Especially when this happened.

Oh my, yes. Arcadia liked fire.

A huge tripod structure dominated the area.  At night, the DJ booth in it’s (control) centre was manned and a fantastic sound system pumped out dance music at volume while from seemingly every corner of the structure there would be a flamethrower.

The fire worked with the music, when every build up exploded to life, the flames would spout higher.  the heat, the noise and the light made it a massive assault on the senses, but it was phenomenal.

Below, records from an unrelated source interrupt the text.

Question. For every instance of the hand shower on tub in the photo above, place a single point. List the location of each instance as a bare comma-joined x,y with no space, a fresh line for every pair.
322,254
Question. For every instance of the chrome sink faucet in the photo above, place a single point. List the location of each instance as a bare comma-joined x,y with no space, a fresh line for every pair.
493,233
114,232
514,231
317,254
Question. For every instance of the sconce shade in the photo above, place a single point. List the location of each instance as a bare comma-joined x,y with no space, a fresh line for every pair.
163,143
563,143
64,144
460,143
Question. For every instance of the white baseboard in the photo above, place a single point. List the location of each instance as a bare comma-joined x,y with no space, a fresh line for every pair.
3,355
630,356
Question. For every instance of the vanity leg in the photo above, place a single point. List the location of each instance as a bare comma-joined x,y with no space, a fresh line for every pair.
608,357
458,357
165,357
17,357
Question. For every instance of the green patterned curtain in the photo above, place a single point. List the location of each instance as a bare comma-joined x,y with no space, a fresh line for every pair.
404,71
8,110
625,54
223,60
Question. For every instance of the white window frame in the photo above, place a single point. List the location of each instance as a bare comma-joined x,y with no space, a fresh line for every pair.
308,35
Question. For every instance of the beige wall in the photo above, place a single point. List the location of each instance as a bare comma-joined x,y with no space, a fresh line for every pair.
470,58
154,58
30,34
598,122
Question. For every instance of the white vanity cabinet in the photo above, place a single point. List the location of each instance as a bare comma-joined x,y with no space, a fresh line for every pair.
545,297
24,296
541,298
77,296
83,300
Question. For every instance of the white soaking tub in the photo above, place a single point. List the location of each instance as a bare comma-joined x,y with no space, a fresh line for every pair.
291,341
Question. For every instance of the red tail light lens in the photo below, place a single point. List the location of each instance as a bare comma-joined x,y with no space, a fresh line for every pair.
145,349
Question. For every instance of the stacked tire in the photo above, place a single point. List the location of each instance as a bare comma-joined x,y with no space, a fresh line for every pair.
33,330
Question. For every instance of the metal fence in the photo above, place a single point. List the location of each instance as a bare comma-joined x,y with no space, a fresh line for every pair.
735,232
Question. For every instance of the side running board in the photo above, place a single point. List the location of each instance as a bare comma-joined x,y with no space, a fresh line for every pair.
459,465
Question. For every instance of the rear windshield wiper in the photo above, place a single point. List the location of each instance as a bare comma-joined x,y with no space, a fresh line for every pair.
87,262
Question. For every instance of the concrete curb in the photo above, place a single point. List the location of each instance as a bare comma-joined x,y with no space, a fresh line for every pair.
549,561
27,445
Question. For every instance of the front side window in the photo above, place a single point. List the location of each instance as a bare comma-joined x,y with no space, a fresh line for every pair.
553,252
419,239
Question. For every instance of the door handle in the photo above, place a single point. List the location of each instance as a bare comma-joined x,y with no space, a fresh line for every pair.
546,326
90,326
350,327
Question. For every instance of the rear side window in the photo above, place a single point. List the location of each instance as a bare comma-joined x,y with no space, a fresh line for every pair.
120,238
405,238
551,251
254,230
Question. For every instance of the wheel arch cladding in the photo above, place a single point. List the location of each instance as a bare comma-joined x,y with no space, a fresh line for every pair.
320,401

More than that, there were structures nearby, including a metallic dragon that looked like a pyromaniac Zoid, plus cranes holding women in silver alien bodysuits held in nets, plus figures suspended on ropes with faux ‘abdomens’ full of helium balloons. A little to the left of the construct was a fountain they were feeding gas pockets or flammable liquid into it that made this happen.

Most amazing of all – and pretty much impossible for me to take a decent picture of – during one of the Fire Shows, two figures in dark mesh suits had… how can I put this… had a fight with lightning.  Whatever their suits were made of, it allowed them to channel electricity through them safely, so they started hurling lightning bolts at them, like the dude from Big Trouble In Little China.  They even picked up flourescent tubes that lit up and sent slivers of visible electricity all over the place.  Jaw-dropping.

So good I went back twice.

That’s your lot for pictures of fire. One more blog to do, and maybe a video if I can find the time.